Éric se tient debout, les bras croisés dans la salle à manger. Haley le regarde à peine et lui tapote l'épaule avant de s'éclipser dans un claquement de porte.

- J'ai merdé... Je ne suis pas digne du titre d'Audacieux et encore moins de celui de leader. Tu en penses quoi ?

- Ça m'énerve. Il a fallu que tu subisses des choses encore plus sombres que ton passé pour que tu réagisses. Maintenant, partons pour le Bureau et tâche de convaincre les hommes en bas de cet immeuble.

- J'ai ressenti de l'effroi quand je l'ai tué... Enfin... Ce que je veux dire c'est que c'était comme si son esprit allait me hanter encore même après sa mort.

- Ça, c'est toi qui le veut. Renonce à cette peur et à cette part de ton passé sinon tu n'avanceras jamais. Puis, tu es Érudite et ce que tu viens de dire n'a vraiment ni queue ni tête. On dirait un Fraternel ayant abusé du pain emplit de graine de pavot que donne Johanna à son peuple. Crache-t-il dans un élan de colère.

- Pourquoi tu es si désagréable ? Je ne t'ai rien fais.

- Tu mets ta vie en danger et celle de nos hommes. N'agis plus seule... On est un groupe, une famille et c'est notre union qui fait de nous des êtres invincibles. Maintenant, va leur parler qu'on se casse de cette ville merdique avant qu'on ne te retrouve inerte dans une rue sinistrement obscure.

- Alors embrasse-moi. Mais comme tu l'as fais la première fois. Oui... Tu sais, on était dans la salle de réunion des Audacieux et ce baiser là m'avait revitalisé et donné envie d'atteindre mes buts. Pourquoi ? Parce que ton amour me donnait cette force irrépressible d'obtenir ce que je voulais. Tu as ce don qu'est de me guérir des blessures les plus infâmes. Alors embrasse-moi comme tu l'as fais la toute première fois. Fais vibrer la Laur' dé...

- Chut... Me coupe Éric en posant un doigt sur mes lèvres.

Ses bras me tiennent fortement, ils ont l'air indestructibles face à tous les dangers qui nous épient. Ses mains impactent ma peau et mes muscles qu'elles compressent doucement comme pour imprégner mon corps de l'engouement qu'émane d'Éric. Nos fronts se touchent et s'appuient l'un contre l'autre, symbolisant la force que génère la passion de deux êtres. Je sens son buste se soulever et son cœur battre vigoureusement au rythme de la tension folle qui habite en nous. Je dépose ma main sur sa joue droite et touche son nez avec le miens.

- Je crois que je t'aime.

- Je crois que ça va au-delà de cette pauvre phrase.

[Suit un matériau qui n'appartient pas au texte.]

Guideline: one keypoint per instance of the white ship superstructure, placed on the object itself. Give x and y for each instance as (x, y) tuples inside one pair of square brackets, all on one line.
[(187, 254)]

Il sourit légèrement et vient déposer ses lèvres sur les miennes. Ce baiser entraîne chez moi une explosion de sensations toutes autant agréables les unes que les autres. La chaleur de son corps, sa peau douce, son torse musclé, ses piercings froids, ses cheveux coiffés comme à notre rencontre et son regard bleu intense font frémir mon être tout entier. Je serre sa nuque et lui redonne un baiser mais pas n'importe lequel. Celui-là est différent de tout les autres et a la puissance du premier. Il me procure une vague de détermination et casse la peur et la tristesse qui m'habitait il y a quelques minutes. Je me détache de lui et me prépare pour mon ultime discours en tant que leader des Conformistes à CHICAGO. Éric m'épaulera, il restera près de moi pour appuyer mes dires. Et je sens directement sa force que j'absorbe dès que je me retrouve sur le rocher où j'ai parlé cette nuit après avoir vu l'abominable matricide d'Edgar. La foule n'est pas très dense mais l'inquiétude qui se dégage d'elle soulève en moi de l'appréhension voire même de la peur. Ma famille instaure le silence et Jacob me lance le signal pour débuter mon allocution. Convaincre mes proches va être le plus dur, je le sais...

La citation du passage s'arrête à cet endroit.